Reality isn’t a thing.  Well, it’s not something we interact with.  It’s just a story we tell ourselves.  Other people make things up and tell us stories.  I like the one where there is this immortal being going around helping people throughout the universe by trying to restore justice and kindness. I don’t accept it as my reality, but I REALLY enjoy my deliberate suspension of disbelief.

Maybe one day a time lord named The Doctor will drag me into crazy adventures in a big blue box and surprise the heck out of my version of actual reality.  That would be awesome.  I think… maybe.  Also how could I tell if it was really happening or if my mind were tricking me?  Would I want to be able to tell?

There’s a large fandom that enjoys this same suspension of disbelief.  We collectively, for the most part, tell ourselves and each other the story of how these stories are unreal. 
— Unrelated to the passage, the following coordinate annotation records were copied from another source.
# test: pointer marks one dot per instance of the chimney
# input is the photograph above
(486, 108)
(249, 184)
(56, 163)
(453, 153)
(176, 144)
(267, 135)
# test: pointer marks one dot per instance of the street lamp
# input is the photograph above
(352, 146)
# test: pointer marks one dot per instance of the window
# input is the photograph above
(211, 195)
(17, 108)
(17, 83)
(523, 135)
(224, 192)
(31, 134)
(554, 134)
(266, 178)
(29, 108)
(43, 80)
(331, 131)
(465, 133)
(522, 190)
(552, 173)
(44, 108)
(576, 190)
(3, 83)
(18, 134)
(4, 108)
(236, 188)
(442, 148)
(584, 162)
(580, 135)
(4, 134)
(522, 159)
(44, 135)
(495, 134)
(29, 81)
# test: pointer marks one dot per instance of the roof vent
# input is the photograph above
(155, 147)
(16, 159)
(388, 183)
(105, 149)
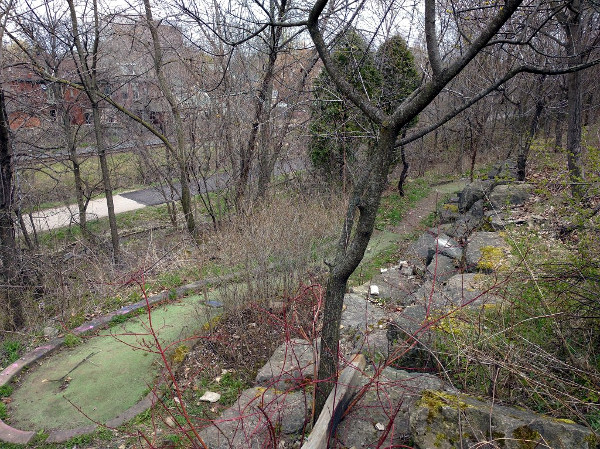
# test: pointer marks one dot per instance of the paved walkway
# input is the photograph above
(60, 217)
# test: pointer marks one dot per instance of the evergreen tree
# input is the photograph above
(338, 129)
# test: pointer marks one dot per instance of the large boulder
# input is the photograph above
(395, 284)
(486, 251)
(447, 420)
(291, 362)
(509, 195)
(432, 242)
(460, 290)
(504, 171)
(442, 268)
(474, 192)
(250, 422)
(385, 403)
(364, 327)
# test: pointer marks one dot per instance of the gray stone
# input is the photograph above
(407, 323)
(250, 422)
(387, 397)
(292, 361)
(501, 219)
(504, 171)
(474, 192)
(441, 268)
(361, 315)
(448, 213)
(463, 227)
(430, 243)
(449, 420)
(509, 195)
(476, 210)
(486, 251)
(463, 289)
(51, 332)
(395, 284)
(364, 327)
(468, 289)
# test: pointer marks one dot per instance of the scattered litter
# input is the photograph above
(210, 396)
(169, 421)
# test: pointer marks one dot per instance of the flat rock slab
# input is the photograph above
(510, 195)
(486, 251)
(257, 413)
(449, 420)
(441, 268)
(432, 242)
(292, 361)
(394, 285)
(385, 404)
(364, 327)
(460, 290)
(361, 315)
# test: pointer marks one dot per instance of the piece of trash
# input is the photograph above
(210, 396)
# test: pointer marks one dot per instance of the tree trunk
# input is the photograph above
(353, 241)
(558, 133)
(71, 147)
(262, 109)
(573, 80)
(112, 219)
(533, 128)
(8, 249)
(180, 152)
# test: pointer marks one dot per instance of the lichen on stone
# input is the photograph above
(526, 437)
(492, 259)
(435, 400)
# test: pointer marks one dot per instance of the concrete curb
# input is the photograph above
(12, 435)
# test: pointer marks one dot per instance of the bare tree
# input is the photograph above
(8, 245)
(444, 66)
(87, 67)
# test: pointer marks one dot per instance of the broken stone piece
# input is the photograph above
(210, 396)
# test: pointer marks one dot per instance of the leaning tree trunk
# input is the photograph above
(353, 241)
(112, 219)
(574, 158)
(533, 128)
(180, 153)
(8, 244)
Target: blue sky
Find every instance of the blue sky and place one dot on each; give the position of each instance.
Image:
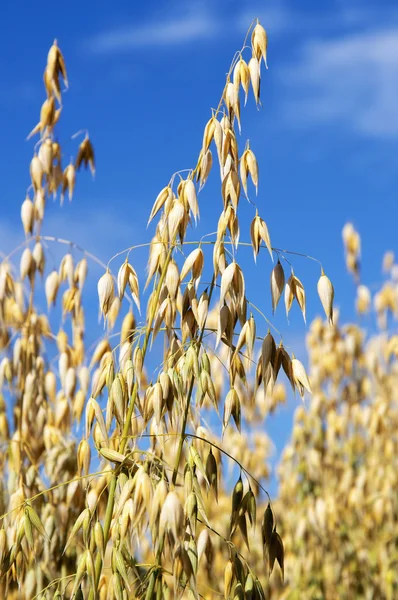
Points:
(143, 77)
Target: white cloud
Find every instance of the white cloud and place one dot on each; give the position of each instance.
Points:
(351, 80)
(190, 25)
(100, 232)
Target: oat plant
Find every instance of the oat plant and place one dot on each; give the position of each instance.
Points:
(138, 503)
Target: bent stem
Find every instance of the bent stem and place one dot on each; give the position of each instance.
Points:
(123, 442)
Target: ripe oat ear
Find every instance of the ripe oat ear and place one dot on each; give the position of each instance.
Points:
(116, 456)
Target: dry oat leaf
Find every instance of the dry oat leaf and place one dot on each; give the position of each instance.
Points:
(106, 292)
(164, 194)
(27, 215)
(36, 172)
(300, 376)
(56, 63)
(68, 181)
(276, 551)
(268, 351)
(254, 70)
(85, 155)
(46, 156)
(259, 233)
(194, 262)
(259, 43)
(191, 199)
(51, 288)
(289, 293)
(277, 284)
(326, 295)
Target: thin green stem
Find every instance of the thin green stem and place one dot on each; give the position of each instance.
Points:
(188, 401)
(112, 488)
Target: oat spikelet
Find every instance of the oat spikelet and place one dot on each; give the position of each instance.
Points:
(106, 292)
(277, 284)
(326, 294)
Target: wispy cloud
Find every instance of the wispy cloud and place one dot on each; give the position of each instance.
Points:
(91, 230)
(187, 23)
(351, 80)
(193, 24)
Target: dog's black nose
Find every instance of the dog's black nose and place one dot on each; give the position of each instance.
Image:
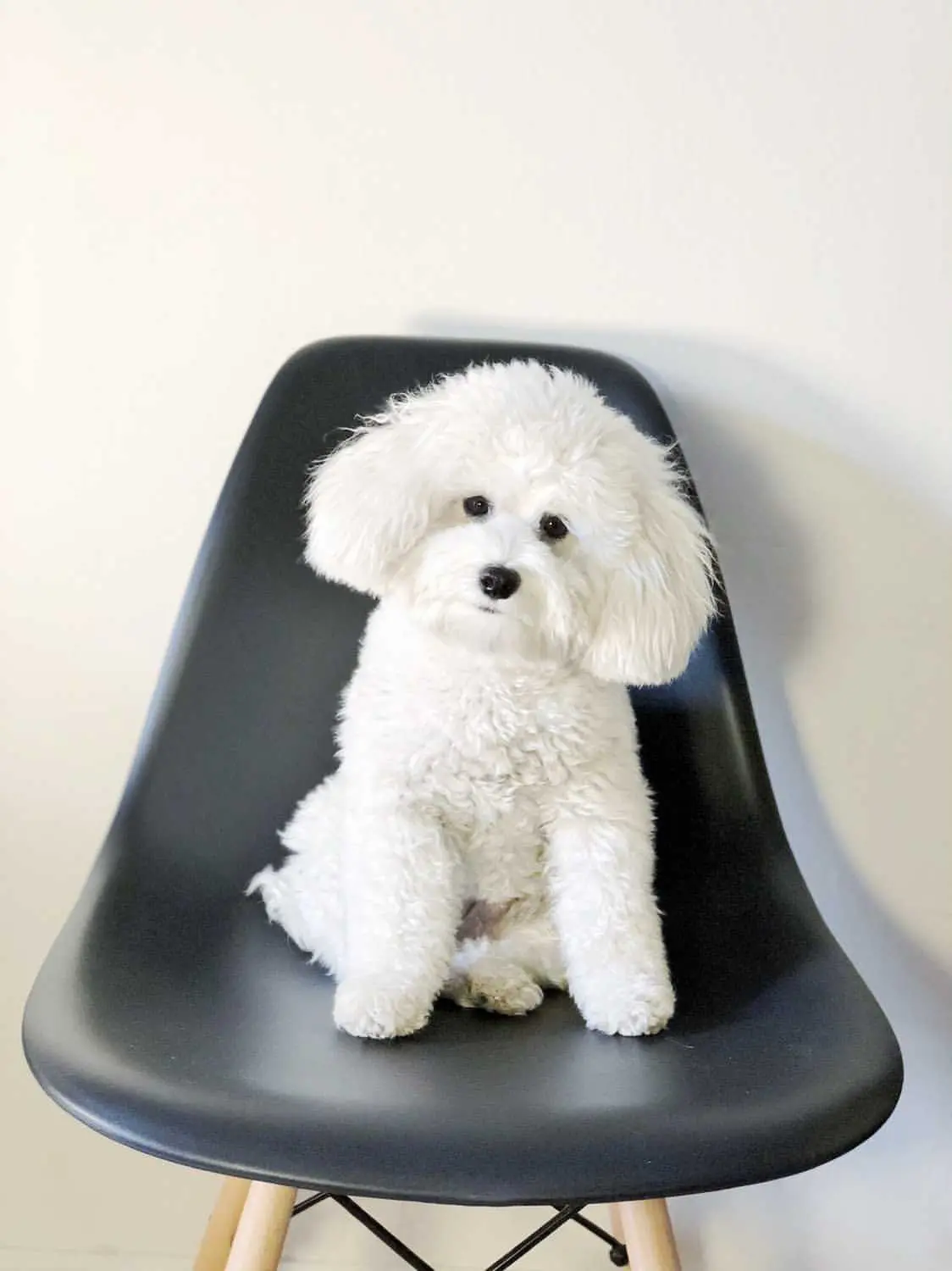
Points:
(499, 581)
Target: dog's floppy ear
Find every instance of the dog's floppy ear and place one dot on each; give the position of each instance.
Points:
(368, 505)
(659, 599)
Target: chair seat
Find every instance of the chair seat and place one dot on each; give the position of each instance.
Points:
(172, 1017)
(205, 1037)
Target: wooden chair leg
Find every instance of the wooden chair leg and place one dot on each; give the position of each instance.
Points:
(262, 1229)
(223, 1224)
(646, 1229)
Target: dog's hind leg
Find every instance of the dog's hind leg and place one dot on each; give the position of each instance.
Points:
(302, 895)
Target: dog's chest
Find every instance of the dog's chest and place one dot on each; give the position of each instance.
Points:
(499, 750)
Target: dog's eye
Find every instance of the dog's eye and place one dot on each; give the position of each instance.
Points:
(552, 526)
(477, 505)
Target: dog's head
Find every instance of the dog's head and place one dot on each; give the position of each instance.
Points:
(512, 510)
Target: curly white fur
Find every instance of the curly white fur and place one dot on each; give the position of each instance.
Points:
(489, 750)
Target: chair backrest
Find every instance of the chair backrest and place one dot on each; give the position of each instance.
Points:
(241, 722)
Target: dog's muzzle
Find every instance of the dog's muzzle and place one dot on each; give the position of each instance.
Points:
(499, 582)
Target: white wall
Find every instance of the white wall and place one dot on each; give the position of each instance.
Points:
(750, 200)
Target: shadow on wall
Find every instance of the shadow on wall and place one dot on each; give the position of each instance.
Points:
(774, 495)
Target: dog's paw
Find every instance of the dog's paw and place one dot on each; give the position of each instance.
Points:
(636, 1011)
(373, 1006)
(507, 991)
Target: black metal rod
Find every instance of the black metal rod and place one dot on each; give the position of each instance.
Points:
(538, 1235)
(381, 1233)
(617, 1246)
(309, 1202)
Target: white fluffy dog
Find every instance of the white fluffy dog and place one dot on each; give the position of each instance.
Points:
(489, 831)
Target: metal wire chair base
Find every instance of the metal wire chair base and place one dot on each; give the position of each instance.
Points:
(565, 1214)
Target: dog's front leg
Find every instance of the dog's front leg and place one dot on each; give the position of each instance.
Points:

As a species we’ve learned to cross check our beliefs by finding out what other people believe.  Especially people like scientists or religious leaders that other people also believe in.  Our own experiences usually have more weight than others’, though.  The stories we tell ourselves of those experiences even more so. 

What do you believe that other people don’t?

4 thoughts on “Why Reality isn’t Real

  1. As much as i love the Doctor, I never want the surprise prize trip in his/her box. I’m the person who likes my back against the wall so no one can sneak up on me. I spent years questioning my reality and it’s only recently I realised I am valid and my view of what is real is valid and who is anyone else to tell me I am seeing wrong.

    1. I’m glad you are embracing your own reality Maree. I know what you mean about doubting its validity. I had to distance myself from a gaslighter before I could try being me. Even if I had been strong enough to be me at the time. I don’t know if it would have changed anything in the relationship.

  2. This is Bob. I am not that good at spelling, that’s the reason I like the phone call as your sis, will tell you. I love your art. and follow you dream trip you are on. Still having troule with the head of the phoenix bird.